If you're one of these people then I'd say the game will be an 8/10 (or maybe even 9/10) for you. World of Warcraft is great, but the end game is not guaranteed to be enjoyable for you.
Who would not enjoy this expansion?
Anyone who quit WoW because of the end-game or the community. Anyone who didn't like WoW PvP before - nothing has changed, so don't waste your time. If you weren't happy with the content for the end game before, you won't be happy with it now. Blizzard didn't set-out to change it in this expansion, only the characters and locations has changed and the gameplay is essentially the same.
If you fall into this camp then I'd say the game will be a 6/10 for you; there is good content here, and just levelling from 80-85 takes longer than the single player campaign in a modern FPS. In terms of value for money you get a lot of hours of playtime for your cash, but then again the quality of the playtime isn't great if you have the same issues with the game as me.
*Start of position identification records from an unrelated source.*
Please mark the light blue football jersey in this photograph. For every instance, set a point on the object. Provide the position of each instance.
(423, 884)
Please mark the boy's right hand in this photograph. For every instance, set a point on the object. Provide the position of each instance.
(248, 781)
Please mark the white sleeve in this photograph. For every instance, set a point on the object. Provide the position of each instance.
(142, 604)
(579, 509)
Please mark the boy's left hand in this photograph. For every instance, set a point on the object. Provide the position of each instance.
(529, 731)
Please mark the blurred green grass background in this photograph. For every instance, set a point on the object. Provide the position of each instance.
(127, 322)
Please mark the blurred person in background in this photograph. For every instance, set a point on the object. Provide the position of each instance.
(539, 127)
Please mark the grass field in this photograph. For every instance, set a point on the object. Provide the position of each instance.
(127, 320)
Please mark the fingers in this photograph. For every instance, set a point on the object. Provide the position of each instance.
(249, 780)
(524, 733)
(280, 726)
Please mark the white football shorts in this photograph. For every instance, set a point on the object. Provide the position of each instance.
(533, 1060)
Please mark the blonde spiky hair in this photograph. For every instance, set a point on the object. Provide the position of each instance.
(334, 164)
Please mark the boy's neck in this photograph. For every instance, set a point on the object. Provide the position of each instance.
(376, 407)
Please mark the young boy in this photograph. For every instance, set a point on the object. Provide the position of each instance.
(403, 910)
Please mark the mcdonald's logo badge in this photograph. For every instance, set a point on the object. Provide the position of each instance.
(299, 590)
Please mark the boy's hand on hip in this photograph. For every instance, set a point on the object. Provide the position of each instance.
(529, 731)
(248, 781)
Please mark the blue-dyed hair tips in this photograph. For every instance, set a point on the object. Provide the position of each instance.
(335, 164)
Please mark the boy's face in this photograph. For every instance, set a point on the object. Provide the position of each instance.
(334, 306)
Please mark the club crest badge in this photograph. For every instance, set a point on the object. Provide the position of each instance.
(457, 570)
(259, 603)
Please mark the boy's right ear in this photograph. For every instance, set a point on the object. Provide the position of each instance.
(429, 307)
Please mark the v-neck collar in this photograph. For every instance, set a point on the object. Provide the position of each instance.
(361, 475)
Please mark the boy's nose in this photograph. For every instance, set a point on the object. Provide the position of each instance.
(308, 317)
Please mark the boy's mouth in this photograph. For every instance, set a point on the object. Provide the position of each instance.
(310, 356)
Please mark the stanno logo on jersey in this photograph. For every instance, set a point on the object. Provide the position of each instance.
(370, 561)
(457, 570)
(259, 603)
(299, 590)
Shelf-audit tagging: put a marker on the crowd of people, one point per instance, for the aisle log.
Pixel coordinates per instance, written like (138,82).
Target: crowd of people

This has brought me right back around to the start of the article - why was it so late? The answer is simple; this expansion wasn't aimed at me. It didn't fix the things that made me leave in the first place, and so it was very difficult to sum up my thoughts on the game. It seems that Blizzard are concerned about this too; since Catacylsm was released they have made the game free to play until level 20. These levels are good fun and go very quickly, so it is a good business decision. However, I can't help but feel that World of Warcraft is starting to shrink in subscriber numbers. Nothing drastic - the game won't run out of players for a long while - but with veteran players finishing the end game content in Cataclysm in a couple of months, they will be looking elsewhere for their fix sooner than with the previous expansions. Who knows? Maybe the next expansion will address the end game properly and give us more varied things to do.